How getting good at relating can impact your legacy
Updated: Mar 31, 2022
Many people - men, women, and all genders - feel chronically lonely and erotically frustrated in their partnerships.

Most of us entered into the deep end of relating with zero education beyond pop songs, romcoms, porn, fairy tales, and purity culture on how connection works over the long term.
Somehow, a complex, long-term erotic life together is supposed to ‘just work’ while navigating career, school, childcare, eldercare, financial crises, illness, emotional and mental health, and global pandemic.
For some reason, it’s okay to talk about and work together on our physical fitness, parenting, and healthy eating, but god forbid we ever talk about sex or work on cultivating our erotic life.
Notice what comes up for you when you consider taking time to study attachment theory, emotional intelligence, conscious communication, sacred sex, or your partner’s menstrual cycle?
For a lot of us, it’s shame that arises. Or a feeling of weakness.
But goodness, we sure studied hard at calculus, didn’t we?
When you stop to think about it, it makes no sense why one is acceptable and the others aren’t.
After 7 years of listening to my clients describe long-term sexless marriages, constant bickering and criticism between partners, and feeling isolated and last on your partner’s list of priorities, it’s clear that we need a sexual and relational education.

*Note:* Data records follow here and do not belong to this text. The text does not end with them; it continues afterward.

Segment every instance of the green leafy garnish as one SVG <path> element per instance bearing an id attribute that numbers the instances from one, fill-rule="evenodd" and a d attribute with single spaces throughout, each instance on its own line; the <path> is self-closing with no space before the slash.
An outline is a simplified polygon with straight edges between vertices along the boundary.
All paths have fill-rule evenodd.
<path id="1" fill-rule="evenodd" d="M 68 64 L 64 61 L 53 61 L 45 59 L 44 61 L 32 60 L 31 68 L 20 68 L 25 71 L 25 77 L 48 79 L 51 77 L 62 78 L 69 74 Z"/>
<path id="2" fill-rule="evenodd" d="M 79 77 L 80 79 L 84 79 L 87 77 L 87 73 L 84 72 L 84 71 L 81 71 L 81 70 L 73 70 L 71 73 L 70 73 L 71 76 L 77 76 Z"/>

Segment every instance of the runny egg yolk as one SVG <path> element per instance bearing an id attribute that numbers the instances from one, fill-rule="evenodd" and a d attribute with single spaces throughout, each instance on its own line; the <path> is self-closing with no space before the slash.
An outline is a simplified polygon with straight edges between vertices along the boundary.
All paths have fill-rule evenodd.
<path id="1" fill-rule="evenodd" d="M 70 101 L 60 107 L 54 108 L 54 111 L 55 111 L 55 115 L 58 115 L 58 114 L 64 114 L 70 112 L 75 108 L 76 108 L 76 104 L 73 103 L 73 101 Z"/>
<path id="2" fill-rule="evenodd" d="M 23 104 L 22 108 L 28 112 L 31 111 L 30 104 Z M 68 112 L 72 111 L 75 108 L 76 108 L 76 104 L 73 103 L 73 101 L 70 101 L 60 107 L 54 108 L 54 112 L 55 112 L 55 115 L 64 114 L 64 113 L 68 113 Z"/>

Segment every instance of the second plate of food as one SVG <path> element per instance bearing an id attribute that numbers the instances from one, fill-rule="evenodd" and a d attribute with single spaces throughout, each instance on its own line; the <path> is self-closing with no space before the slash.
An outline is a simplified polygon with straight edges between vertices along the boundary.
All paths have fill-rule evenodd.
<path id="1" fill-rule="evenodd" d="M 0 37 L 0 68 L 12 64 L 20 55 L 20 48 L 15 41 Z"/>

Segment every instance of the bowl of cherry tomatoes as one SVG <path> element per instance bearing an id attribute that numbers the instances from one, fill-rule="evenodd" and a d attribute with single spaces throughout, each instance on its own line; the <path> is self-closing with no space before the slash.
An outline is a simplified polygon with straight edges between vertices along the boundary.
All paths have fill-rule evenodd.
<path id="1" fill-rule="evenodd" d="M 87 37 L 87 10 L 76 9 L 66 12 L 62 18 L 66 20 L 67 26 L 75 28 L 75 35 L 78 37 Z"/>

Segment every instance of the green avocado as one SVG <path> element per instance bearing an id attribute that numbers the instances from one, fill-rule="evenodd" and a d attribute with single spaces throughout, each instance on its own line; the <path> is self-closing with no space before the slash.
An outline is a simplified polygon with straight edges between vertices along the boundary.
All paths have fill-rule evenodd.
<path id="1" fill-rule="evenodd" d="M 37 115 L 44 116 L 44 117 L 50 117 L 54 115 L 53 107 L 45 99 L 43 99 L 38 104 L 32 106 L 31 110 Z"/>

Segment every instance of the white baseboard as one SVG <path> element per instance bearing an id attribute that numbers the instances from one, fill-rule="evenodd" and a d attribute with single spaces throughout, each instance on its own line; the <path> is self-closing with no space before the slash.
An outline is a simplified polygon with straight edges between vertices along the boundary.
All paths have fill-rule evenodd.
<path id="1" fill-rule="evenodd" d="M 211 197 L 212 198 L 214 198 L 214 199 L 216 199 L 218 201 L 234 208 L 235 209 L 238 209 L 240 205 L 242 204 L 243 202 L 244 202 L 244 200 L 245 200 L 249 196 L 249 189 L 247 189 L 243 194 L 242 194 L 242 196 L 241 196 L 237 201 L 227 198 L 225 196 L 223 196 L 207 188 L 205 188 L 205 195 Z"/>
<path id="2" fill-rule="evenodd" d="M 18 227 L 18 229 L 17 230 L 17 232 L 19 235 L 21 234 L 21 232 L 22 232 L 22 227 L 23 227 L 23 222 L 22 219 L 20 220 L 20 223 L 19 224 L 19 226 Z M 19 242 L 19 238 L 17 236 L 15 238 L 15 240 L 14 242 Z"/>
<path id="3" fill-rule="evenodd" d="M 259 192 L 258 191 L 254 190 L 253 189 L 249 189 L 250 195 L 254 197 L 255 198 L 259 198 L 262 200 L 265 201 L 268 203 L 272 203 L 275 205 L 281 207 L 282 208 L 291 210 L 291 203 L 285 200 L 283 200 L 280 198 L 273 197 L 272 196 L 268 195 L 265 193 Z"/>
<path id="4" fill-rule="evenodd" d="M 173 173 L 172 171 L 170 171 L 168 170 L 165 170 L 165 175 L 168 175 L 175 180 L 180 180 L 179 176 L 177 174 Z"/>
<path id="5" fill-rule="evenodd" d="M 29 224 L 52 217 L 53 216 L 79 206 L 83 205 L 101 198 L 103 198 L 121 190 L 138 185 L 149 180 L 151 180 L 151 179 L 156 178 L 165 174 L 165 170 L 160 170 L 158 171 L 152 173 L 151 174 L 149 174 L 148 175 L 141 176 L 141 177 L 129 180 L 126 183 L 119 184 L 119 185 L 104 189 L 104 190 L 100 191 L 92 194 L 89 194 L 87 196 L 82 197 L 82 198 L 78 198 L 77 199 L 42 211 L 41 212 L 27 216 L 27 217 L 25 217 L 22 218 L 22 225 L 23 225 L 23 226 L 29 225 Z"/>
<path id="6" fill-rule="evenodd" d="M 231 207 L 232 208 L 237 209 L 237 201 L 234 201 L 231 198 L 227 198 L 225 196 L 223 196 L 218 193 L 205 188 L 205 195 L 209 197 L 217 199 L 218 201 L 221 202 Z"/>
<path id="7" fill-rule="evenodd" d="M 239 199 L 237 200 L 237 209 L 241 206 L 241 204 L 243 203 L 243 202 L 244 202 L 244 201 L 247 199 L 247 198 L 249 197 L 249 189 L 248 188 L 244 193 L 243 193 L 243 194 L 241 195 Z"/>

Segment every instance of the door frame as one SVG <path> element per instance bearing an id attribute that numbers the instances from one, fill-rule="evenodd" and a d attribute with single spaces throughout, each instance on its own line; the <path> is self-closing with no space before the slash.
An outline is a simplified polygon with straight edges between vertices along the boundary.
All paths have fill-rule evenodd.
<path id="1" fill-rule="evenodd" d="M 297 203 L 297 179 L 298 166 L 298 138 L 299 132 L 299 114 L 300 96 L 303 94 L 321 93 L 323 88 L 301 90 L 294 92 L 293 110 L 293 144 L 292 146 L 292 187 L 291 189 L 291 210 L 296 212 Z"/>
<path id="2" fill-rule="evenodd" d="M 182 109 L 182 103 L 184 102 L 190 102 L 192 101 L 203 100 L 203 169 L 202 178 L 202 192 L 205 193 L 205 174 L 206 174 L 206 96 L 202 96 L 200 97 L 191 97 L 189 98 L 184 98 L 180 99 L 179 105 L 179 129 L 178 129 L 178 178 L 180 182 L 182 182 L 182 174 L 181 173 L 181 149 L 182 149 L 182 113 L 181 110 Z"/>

When I left academia and turned my geeky passion from science to studying self-inquiry and relationships, then my own relationships - sexual and platonic - became:
Easeful
Deep and connected
Nourishing
Passionate
Real
Supportive
Getting wise about love, pleasure, shadow, trauma, attachment, communication, emotions, & sex doesn’t mean relating will always be good and easy - just as progressing at the gym, even after you have been trained, isn’t easy.
The key reorientation here is that relationships are not going to work if we view them as a place to park ourselves and never do anything uncomfortable (can you imagine doing that at the gym?).
Real, rewarding relationships take effort, a willingness to be uncomfortable (and stopping being defensive). They are a space for humbling growth.
(And by the way, it’s this growth that can help keep sex exciting over the long-term).
Studying relating and sex gifts us with greater self-awareness.
Greater self-awareness brings:
more flexibility, which is what true freedom is built on.
compassion for ourselves and our partner, which can feel powerful (inner power rather than an external power-over).
an ability be more present - we're less caught in painful emotional dramas and stories, and can instead take care of ourselves and our partner
a quieting of the inner critic and more self-love
With freedom, power, presence and love, we can be a force for good in the world and leave a meaningful legacy.